For primary tumors, immunochemical expression of keratin is used to characterize epithelial differentiation in the diagnosis of malignant carcinomas. Similarly, detection of keratin-positive cells in peripheral blood , bone marrow, and lymph nodes is used to demonstrate metastatic disease of epithelial carcinomas. A pan-cytokeratin antibody is constructed to react with epitopes on multiple different molecular weight cytokeratins; whereas, an "AE1/AE3" pancytokeratin cocktail detects CK1-CK8, CK10, CK14-CK16, and CK19.
In the setting of a tumor of unknown origin, an immunohistochemical panel that includes pancytokeratin is employed to determine if the tumor is epithelial in origin. Although cytokeratin expression is a known pitfall in melanoma and sarcoma, cytokeratin is not expressed in any normal myeloid or lymphoid cells . Therefore, the reported case demonstrates how AE1/AE3 positivity is a seemingly contradictory finding in a heme-related malignancy. Table 2 lists a few tumors vascular, neural, and mesenchymal origin that are reported to have CK staining , note the lack of hematologic malignancies.
Table 2: Cytokeratin Staining in Non-Epithelial Tumors
Despite this, large scale microarrays have reported that up to 1.5% of hematologic neoplasms may express cytokeratins. Individual case reports highlight these anomalies and detail keratin expression in acute myeloid leukemia , B-cell lymphoma , anaplastic large cell lymphoma , and primary polymorphic centroblastic lymphoma . The most frequently reported hematologic malignancy to stain with pancytokeratins are plasmacytomas .

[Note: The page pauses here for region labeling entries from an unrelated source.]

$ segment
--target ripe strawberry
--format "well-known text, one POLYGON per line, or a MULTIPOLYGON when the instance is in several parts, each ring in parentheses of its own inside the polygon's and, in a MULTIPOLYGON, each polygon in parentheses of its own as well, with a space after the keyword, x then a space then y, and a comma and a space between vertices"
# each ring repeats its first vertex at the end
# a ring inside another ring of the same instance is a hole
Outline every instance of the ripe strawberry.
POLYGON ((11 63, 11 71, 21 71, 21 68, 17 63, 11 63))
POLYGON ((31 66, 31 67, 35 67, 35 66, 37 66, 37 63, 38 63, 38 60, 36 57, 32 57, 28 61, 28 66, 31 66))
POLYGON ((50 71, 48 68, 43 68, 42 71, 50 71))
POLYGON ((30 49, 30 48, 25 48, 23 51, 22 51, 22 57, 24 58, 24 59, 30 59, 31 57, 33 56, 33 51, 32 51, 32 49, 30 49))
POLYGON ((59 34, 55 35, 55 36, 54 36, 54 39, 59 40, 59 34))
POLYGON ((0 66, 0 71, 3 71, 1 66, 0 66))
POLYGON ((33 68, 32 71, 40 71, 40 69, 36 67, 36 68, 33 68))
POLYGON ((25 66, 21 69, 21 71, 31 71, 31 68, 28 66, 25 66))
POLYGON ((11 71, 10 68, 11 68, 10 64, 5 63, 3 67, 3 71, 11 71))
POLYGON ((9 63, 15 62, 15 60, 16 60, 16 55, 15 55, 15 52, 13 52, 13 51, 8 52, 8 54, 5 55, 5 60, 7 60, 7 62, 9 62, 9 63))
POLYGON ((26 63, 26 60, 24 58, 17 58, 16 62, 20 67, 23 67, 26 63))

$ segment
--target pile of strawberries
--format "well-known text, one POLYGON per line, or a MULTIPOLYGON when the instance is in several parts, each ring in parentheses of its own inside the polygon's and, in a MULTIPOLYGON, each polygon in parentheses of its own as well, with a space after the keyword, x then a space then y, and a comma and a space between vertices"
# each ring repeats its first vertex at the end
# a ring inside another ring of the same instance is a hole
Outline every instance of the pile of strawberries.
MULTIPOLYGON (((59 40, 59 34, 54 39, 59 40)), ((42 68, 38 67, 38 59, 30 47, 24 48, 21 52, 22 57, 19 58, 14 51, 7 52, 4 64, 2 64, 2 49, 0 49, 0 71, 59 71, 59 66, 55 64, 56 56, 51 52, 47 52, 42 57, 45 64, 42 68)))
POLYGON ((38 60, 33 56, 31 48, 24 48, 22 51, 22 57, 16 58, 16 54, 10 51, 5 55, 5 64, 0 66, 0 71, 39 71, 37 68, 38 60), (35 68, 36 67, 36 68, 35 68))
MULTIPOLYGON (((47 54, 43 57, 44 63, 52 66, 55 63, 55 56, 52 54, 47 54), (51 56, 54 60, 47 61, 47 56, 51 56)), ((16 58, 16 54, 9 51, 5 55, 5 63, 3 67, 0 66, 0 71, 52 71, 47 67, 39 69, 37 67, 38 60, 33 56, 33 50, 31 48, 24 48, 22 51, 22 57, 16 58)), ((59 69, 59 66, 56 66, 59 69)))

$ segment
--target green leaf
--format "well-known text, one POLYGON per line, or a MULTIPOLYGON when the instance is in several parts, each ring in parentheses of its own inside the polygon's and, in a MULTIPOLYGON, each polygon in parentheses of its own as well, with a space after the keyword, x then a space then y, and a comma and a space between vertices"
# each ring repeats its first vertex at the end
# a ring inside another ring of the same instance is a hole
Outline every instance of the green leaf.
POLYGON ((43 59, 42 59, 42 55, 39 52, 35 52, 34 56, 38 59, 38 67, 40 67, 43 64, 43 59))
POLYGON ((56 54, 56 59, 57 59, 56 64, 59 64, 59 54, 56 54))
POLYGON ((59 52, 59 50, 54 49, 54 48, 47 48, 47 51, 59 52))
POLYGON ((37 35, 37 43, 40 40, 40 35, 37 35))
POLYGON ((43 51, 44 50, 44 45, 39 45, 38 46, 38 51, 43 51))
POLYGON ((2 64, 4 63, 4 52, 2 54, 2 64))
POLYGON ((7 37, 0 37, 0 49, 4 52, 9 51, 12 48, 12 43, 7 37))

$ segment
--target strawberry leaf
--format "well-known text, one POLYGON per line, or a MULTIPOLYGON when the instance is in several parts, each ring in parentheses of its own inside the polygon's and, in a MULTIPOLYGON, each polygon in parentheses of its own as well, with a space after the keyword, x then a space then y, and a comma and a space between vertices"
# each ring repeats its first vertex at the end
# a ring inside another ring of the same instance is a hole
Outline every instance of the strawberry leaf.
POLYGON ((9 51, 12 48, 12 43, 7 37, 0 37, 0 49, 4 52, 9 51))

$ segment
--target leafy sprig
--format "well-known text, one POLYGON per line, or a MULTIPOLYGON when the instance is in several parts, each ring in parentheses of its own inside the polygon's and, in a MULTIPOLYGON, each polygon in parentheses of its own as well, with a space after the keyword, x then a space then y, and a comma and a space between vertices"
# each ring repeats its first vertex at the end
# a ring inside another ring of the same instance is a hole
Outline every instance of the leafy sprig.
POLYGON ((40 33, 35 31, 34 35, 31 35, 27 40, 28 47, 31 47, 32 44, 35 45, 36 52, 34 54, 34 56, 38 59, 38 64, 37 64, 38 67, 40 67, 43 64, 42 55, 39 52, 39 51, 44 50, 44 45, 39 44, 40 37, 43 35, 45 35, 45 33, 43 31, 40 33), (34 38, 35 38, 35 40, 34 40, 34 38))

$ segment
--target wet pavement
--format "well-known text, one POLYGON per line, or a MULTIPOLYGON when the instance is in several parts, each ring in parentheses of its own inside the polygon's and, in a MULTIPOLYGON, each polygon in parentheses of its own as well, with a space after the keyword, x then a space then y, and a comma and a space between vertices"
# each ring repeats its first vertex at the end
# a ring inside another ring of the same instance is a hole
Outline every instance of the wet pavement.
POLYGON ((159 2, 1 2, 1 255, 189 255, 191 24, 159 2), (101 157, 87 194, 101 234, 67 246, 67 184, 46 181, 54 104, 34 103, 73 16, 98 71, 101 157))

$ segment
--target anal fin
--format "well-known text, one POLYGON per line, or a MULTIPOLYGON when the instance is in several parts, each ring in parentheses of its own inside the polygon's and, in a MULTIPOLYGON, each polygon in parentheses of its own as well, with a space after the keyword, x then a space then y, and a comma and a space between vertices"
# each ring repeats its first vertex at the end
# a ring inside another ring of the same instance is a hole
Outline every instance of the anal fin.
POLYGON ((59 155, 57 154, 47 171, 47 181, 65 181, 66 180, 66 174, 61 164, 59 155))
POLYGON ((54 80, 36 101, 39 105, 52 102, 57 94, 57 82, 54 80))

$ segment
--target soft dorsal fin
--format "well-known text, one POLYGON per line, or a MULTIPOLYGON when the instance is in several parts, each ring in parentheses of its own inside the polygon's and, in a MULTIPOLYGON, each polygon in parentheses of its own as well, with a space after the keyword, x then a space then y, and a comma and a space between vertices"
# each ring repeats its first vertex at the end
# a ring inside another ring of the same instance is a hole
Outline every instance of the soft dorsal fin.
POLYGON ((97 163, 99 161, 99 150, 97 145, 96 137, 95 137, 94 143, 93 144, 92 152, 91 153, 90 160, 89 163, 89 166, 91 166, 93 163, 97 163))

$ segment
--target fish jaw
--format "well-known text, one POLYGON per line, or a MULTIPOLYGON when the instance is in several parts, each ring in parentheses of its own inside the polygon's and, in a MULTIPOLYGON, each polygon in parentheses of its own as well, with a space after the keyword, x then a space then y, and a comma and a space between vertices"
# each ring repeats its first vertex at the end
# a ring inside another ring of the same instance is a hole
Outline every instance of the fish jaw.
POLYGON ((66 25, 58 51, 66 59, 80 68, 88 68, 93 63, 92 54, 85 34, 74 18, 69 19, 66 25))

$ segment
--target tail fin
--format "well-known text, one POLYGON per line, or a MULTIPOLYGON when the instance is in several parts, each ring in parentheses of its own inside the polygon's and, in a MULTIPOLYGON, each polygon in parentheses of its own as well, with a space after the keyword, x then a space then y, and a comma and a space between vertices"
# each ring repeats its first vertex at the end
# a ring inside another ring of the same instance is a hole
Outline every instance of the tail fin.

Extramedullary plasmacytomas are rare with an incidence of 2-5% among plasma cell neoplasms . In the GI tract they are exceptionally are relatively rare entities [12-14]. It is even rarer for plasmacytomas to significantly bleed [15-16]. Therefore, this case is exceptionally challenging for many reasons. Firstly, many primary and metastatic carcinomas may take on a plasmacytoid appearance. The presence of keratin staining makes a carcinoma more likely, but this is clearly not always the case. Secondly, an extramedullary plasmacytoma is a rare entity, presenting a rare fashion with hemorrhage, in a rare location: the GI tract. Overall, this case highlights how care needs to be applied when interpreting immunohistochemistry. The presence or absence of a "typical" staining pattern does not always apply.